Yes, the movie is as funny, outrageous and genre-deconstructing as many critics had promised, and well worth waiting for. But Sami Raimi's "Drag Me to Hell" also played like gangbusters to this crowd. Is it too smart to be a hit? Lionsgate knows how to handle a movie like this, which allows the audience to enjoy its sexy, exploitative, subversive E-ride through horror monsters past (and some demented new creations as well) as it sends up all the cliches of the genre.

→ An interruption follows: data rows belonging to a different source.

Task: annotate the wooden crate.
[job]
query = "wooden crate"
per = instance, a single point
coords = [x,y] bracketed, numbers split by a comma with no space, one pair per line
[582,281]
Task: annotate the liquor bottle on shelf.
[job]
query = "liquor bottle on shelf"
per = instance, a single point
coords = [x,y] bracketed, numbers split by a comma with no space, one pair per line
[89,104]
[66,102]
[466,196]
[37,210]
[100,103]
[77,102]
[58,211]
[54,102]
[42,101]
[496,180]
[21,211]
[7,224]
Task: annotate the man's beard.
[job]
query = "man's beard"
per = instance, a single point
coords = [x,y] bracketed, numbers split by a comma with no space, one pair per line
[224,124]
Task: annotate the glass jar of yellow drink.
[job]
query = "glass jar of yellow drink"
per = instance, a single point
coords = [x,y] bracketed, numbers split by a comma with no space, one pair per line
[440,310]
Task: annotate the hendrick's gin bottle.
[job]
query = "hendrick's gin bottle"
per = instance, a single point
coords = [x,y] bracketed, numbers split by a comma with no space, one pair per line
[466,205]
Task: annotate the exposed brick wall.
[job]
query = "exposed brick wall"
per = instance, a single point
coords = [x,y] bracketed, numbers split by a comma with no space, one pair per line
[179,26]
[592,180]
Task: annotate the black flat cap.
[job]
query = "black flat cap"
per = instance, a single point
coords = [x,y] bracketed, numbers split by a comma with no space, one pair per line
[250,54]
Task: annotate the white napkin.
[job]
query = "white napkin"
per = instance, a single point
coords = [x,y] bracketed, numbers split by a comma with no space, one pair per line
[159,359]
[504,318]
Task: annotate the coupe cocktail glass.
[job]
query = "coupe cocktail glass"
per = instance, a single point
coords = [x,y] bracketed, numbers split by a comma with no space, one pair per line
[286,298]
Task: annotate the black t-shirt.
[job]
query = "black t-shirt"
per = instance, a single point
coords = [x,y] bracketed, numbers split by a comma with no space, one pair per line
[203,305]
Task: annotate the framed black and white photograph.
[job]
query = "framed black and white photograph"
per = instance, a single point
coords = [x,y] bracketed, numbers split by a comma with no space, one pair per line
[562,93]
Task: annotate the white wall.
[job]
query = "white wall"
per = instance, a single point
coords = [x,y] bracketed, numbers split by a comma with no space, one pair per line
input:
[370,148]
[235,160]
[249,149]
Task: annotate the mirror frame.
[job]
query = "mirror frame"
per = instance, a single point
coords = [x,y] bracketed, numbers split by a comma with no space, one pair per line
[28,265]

The archetypes are there: the athletic hunk, the blonde slut, the brainy academic, the pot head joker and the brunette virgin. Who gets killed off first? Who survives? Bradley Whitford and Richard Jenkins are part of a mad-scientist plot orchestrating the situation from afar. What the hell is going on? Whedon and co-writer and director Drew Goddard begged us all not to give too much away.
At the Q and A, Whedon said he and Goddard wrote together holed up in a cabin in the woods, basically, to write their fantasy horror send-up, 15 pages each a day, in three days of fevered creation that was joyous and fun. "It was not easy escept that it was the easiest thing I've ever done," said Whedon. "Clearly on one level it's about being a writer. We picked these two guys to be us, manipulating people. Write what you know." The movie itself "was hard to make, actually."
Goddard insists that the movie "comes from a place of love...and 'fuck it.' If we could do what we wanted to do, we prayed somebody would let us make it. We just enjoyed doing it. It seems to have worked out."
Next up was a screening packed with acquisitions executives of the slapstick comedy "The Babymakers," based on a promising premise of a guy with lazy sperm who wants to get back his once-potent donations to a sperm bank so he can impregnate his wife. Well, Paul Schneider is a gifted and likable actor and even though the movie was badly executed and reaction was tepid, someone will buy it.